Total and absolute madness.

The difference I suppose, and this has developed at pace in the last decade, is the filtering down of team preparations into club football structures.

With it goes the huge outlays and professional standards now expected from teams operating even as far down as Division Three in some counties.

What has been presented to us this year is a limited competition at club level - a few league games, however the priority has been to get club championships played.

Nobody can argue that this hasn’t been a success.

And despite the fact that many supporters couldn’t get into grounds up and down the country (which is farcical by the way), many have been able to see the game on streaming services or National TV.

I actually believe that we could also squeeze in the provincial Club Championships in January 2021 if the ‘will’ was there also.

Ideally, club football at provincial level would continue into October and be finished up by playing games consecutively, week after week.

But with the inter-county championship starting in late October and finishing before Christmas this may not be feasible, however surely we can use this model to plan a much more condensed season at both club and county level.

Surely there is no need to play games, at club or county level, in the muck and gutters in November, December, January and February period?

Splitting the season seems to be the only viable and agreeable way forward, this approach appearing to have the most grass-roots and committee support.

With the preparation going into players and teams now, Championship games being played week in week out is very realistic - in fact I would argue - players would welcome it.

It is the over-training of players and the constant preparation leading to walk-outs and broken bodies that is the major problem.

At both club and county level, there needs to be a complete and absolute sea change in how we prepare players and train them in ‘competition’.

I have said before, an All-Ireland inter-county championship played ‘ala’ the English Premiership with games spread from a Friday evening lasting through to a Sunday evening creates a festival of football over a given weekend.

A Sunday Game highlights programme can bring us the highlights via a Saturday or Sunday evening show with live games facilitated to, without affecting spectator numbers for some of those games not ‘live’.

In fact, for the fanatic, you could attend a game on a Friday, Saturday and Sunday if you so wished.

Any All-Ireland Championship could be run over a 8 to 10 week period easily using this model.

Players are already being prepared to professional standard and I would argue it is the sheer length of the season that is causing most consternation and damage to the modern player.

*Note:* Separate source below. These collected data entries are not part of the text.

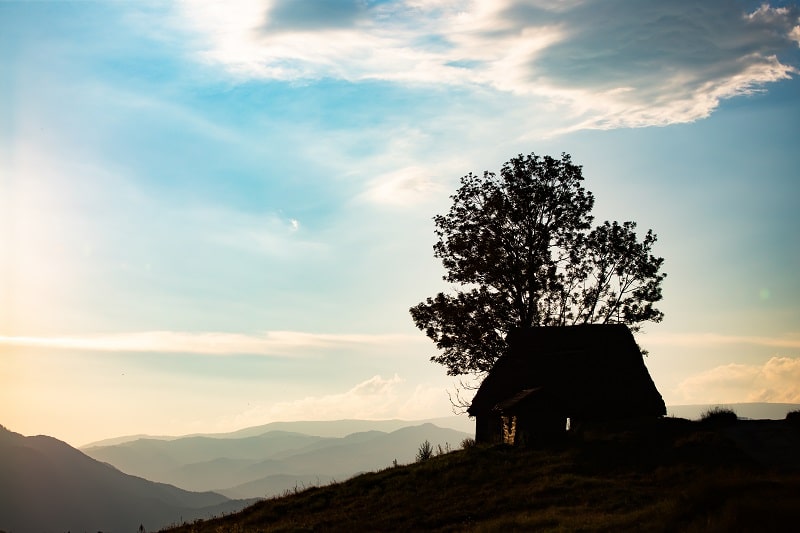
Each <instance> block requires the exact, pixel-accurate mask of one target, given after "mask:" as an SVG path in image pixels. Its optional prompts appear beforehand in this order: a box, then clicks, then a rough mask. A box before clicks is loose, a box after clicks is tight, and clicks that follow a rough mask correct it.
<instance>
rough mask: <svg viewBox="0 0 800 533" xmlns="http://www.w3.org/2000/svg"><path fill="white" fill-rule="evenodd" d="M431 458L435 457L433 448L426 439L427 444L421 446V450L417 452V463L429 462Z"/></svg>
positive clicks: (419, 450) (425, 443) (424, 444)
mask: <svg viewBox="0 0 800 533" xmlns="http://www.w3.org/2000/svg"><path fill="white" fill-rule="evenodd" d="M431 457H433V446H431V443H430V442H429V441H428V440H427V439H426V440H425V442H423V443H422V444H420V445H419V450H417V462H418V463H421V462H423V461H427V460H428V459H430V458H431Z"/></svg>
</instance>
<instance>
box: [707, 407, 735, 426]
mask: <svg viewBox="0 0 800 533" xmlns="http://www.w3.org/2000/svg"><path fill="white" fill-rule="evenodd" d="M738 419H739V416H738V415H737V414H736V412H735V411H734V410H733V409H728V408H726V407H720V406H716V407H712V408H711V409H708V410H707V411H705V412H704V413H703V414H702V415H701V416H700V421H701V422H702V423H703V424H704V425H706V426H713V427H724V426H729V425H731V424H734V423H735V422H736V421H737V420H738Z"/></svg>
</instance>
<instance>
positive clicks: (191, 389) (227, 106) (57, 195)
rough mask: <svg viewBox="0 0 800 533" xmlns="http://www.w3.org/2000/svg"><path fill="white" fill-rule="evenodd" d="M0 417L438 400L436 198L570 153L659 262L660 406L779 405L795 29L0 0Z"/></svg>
mask: <svg viewBox="0 0 800 533" xmlns="http://www.w3.org/2000/svg"><path fill="white" fill-rule="evenodd" d="M0 59H2V63H0V64H1V65H2V66H1V67H0V424H2V425H4V426H6V427H7V428H9V429H11V430H13V431H17V432H20V433H23V434H48V435H52V436H55V437H57V438H60V439H62V440H65V441H67V442H69V443H70V444H73V445H76V446H78V445H83V444H86V443H88V442H91V441H94V440H98V439H102V438H107V437H115V436H120V435H129V434H140V433H147V434H156V435H181V434H187V433H194V432H221V431H231V430H235V429H240V428H243V427H247V426H252V425H257V424H265V423H268V422H271V421H277V420H324V419H341V418H365V419H387V418H401V419H409V420H415V419H424V418H432V417H438V416H446V415H449V414H451V413H452V411H451V404H450V401H449V399H448V391H449V392H451V393H452V392H453V391H454V390H455V389H454V388H455V387H456V386H457V385H458V380H456V379H454V378H452V377H448V376H447V375H446V371H445V368H444V367H441V366H439V365H436V364H434V363H432V362H430V361H429V358H430V357H431V356H432V355H433V354H434V353H435V347H434V345H433V343H432V342H431V341H429V340H428V339H427V337H425V335H424V334H423V333H421V332H419V331H418V330H417V329H415V327H414V325H413V323H412V321H411V318H410V315H409V313H408V309H409V308H410V307H411V306H413V305H415V304H417V303H418V302H420V301H422V300H424V299H425V298H426V297H428V296H432V295H434V294H436V293H437V292H439V291H446V290H449V287H448V286H447V285H446V284H445V282H444V281H443V280H442V275H443V273H444V272H443V270H442V267H441V265H440V263H439V262H438V261H437V260H436V259H435V258H434V257H433V250H432V246H433V243H434V242H435V235H434V226H433V221H432V218H433V216H434V215H436V214H437V213H444V212H446V211H447V209H448V208H449V204H450V200H449V196H450V195H451V194H453V193H454V192H455V189H456V188H457V186H458V180H459V178H460V177H461V176H463V175H465V174H467V173H469V172H476V173H481V172H483V171H484V170H489V171H498V170H499V168H500V167H501V166H502V164H503V163H504V162H505V161H507V160H509V159H511V158H512V157H514V156H516V155H518V154H529V153H532V152H535V153H536V154H539V155H552V156H558V155H560V154H561V153H569V154H571V156H572V159H573V161H574V162H575V163H576V164H579V165H582V166H583V175H584V177H585V182H584V184H585V186H586V188H588V189H589V190H591V191H592V192H593V193H594V195H595V197H596V203H595V209H594V215H595V219H596V221H598V222H600V221H603V220H619V221H623V220H634V221H636V222H637V224H638V229H639V231H641V232H642V233H641V234H643V233H644V232H646V230H647V229H653V231H654V232H655V233H656V234H657V235H658V242H657V244H656V247H655V251H656V253H657V254H658V255H659V256H662V257H664V258H665V265H664V271H665V272H667V273H668V277H667V279H666V281H665V282H664V300H663V302H661V305H660V308H661V309H662V310H663V311H664V313H665V318H664V321H663V322H661V323H659V324H649V325H647V326H646V327H645V328H644V331H643V332H642V333H641V334H639V335H638V341H639V343H640V344H641V345H642V346H643V347H644V348H645V349H647V350H648V351H649V355H648V356H647V359H646V364H647V366H648V368H649V370H650V373H651V375H652V377H653V379H654V381H655V383H656V385H657V387H658V388H659V390H660V392H661V394H662V396H663V397H664V399H665V401H666V403H667V404H668V405H678V404H693V403H719V404H725V403H735V402H749V401H770V402H796V403H800V276H798V274H797V273H798V272H800V238H798V230H800V209H798V208H797V205H798V199H800V171H799V170H798V169H800V150H798V147H797V146H798V144H797V143H798V139H800V79H798V78H799V77H800V10H798V7H797V6H795V5H793V4H789V3H784V2H778V3H763V4H762V3H759V2H741V1H732V0H707V1H704V2H702V3H699V2H694V1H689V0H675V1H671V2H660V1H650V0H647V1H639V0H636V1H634V0H631V1H620V0H561V1H558V2H552V1H541V0H474V1H456V0H304V1H302V2H299V1H290V0H253V1H248V2H211V1H205V0H183V1H176V2H147V1H145V2H132V1H131V2H126V1H115V2H110V1H109V2H102V1H98V2H15V1H2V2H0Z"/></svg>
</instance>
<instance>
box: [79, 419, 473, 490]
mask: <svg viewBox="0 0 800 533" xmlns="http://www.w3.org/2000/svg"><path fill="white" fill-rule="evenodd" d="M403 424H405V425H406V426H405V427H403ZM408 424H412V423H410V422H404V423H402V422H401V421H378V422H368V421H338V422H317V423H313V422H298V423H281V424H277V425H269V426H260V427H258V428H248V429H246V430H242V431H239V432H235V433H230V434H225V435H215V436H188V437H181V438H137V439H135V440H131V441H127V442H121V443H118V444H111V445H94V446H90V447H87V448H84V449H83V451H84V452H85V453H86V454H87V455H89V456H91V457H93V458H95V459H97V460H98V461H102V462H105V463H109V464H111V465H114V466H115V467H116V468H118V469H119V470H121V471H123V472H127V473H129V474H134V475H137V476H141V477H144V478H147V479H151V480H154V481H159V482H162V483H169V484H171V485H175V486H178V487H181V488H184V489H187V490H193V491H208V490H213V491H215V492H217V493H220V494H223V495H225V496H228V497H231V498H258V497H268V496H274V495H276V494H280V493H282V492H285V491H287V490H294V489H295V488H297V487H307V486H311V485H319V484H322V483H328V482H331V481H334V480H344V479H347V478H349V477H352V476H353V475H355V474H358V473H361V472H368V471H374V470H378V469H381V468H385V467H387V466H390V465H392V464H398V463H399V464H404V463H408V462H412V461H413V460H414V456H415V454H416V452H417V450H418V448H419V445H420V444H421V443H422V442H424V441H426V440H427V441H428V442H430V443H431V444H432V445H433V446H434V447H438V446H441V447H442V449H443V450H446V449H454V448H456V447H458V446H459V445H460V443H461V441H463V440H464V439H465V438H469V437H471V434H469V433H466V432H463V431H458V430H455V429H450V428H441V427H438V426H436V425H434V424H431V423H423V424H419V425H408ZM370 426H371V427H373V428H374V427H378V428H385V429H390V431H380V430H377V429H372V430H362V431H358V432H355V433H350V434H347V435H344V436H320V435H318V434H307V433H301V432H298V431H290V430H291V429H293V428H297V429H303V430H304V431H308V432H313V433H323V434H326V435H337V434H341V433H342V432H344V431H345V430H347V429H352V428H360V429H365V428H366V427H370ZM398 426H399V427H398ZM275 428H282V429H275ZM259 431H264V432H263V433H260V434H257V433H258V432H259Z"/></svg>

It is not the intensity of the games but the sheer unrealistic workload piled onto the players shoulders before and after the games month on month, year in year out.

Up until this pandemic I had viewed the GAA season over 12 months.

I think now in hindsight that I was looking at it totally wrong.

We should be looking at a season over eight months and excluding those months from November until February.

This includes all underage club, county and university competition.

We have to put the player at the centre of the conversation- their physical and mental wellbeing, this same rule applying to a 10-year-old in the same way as a 30-year-old.

If this pandemic has taught us anything, it is the fact that our games are needed more than ever from a community and parish perspective, if not from a physical perspective but a mental one.

It is a source of such huge interest and dictates the parochial and national conversation.

It is unique and it lifts entire parishes.

It has also taught us that we can fit an entire season into a matter of a few months without a huge run in period of ‘over the top’ preparation.

If we don’t change now – when?

If we don’t learn now – we are totally doomed from a financial perspective.

Our Association has arrived at our own cross-roads.

Covid-19 has brought us here.

I hope that the GAA will take the opportunity to take the correct road, the one staring them in the face.

The question then becomes, are they brave enough to do it?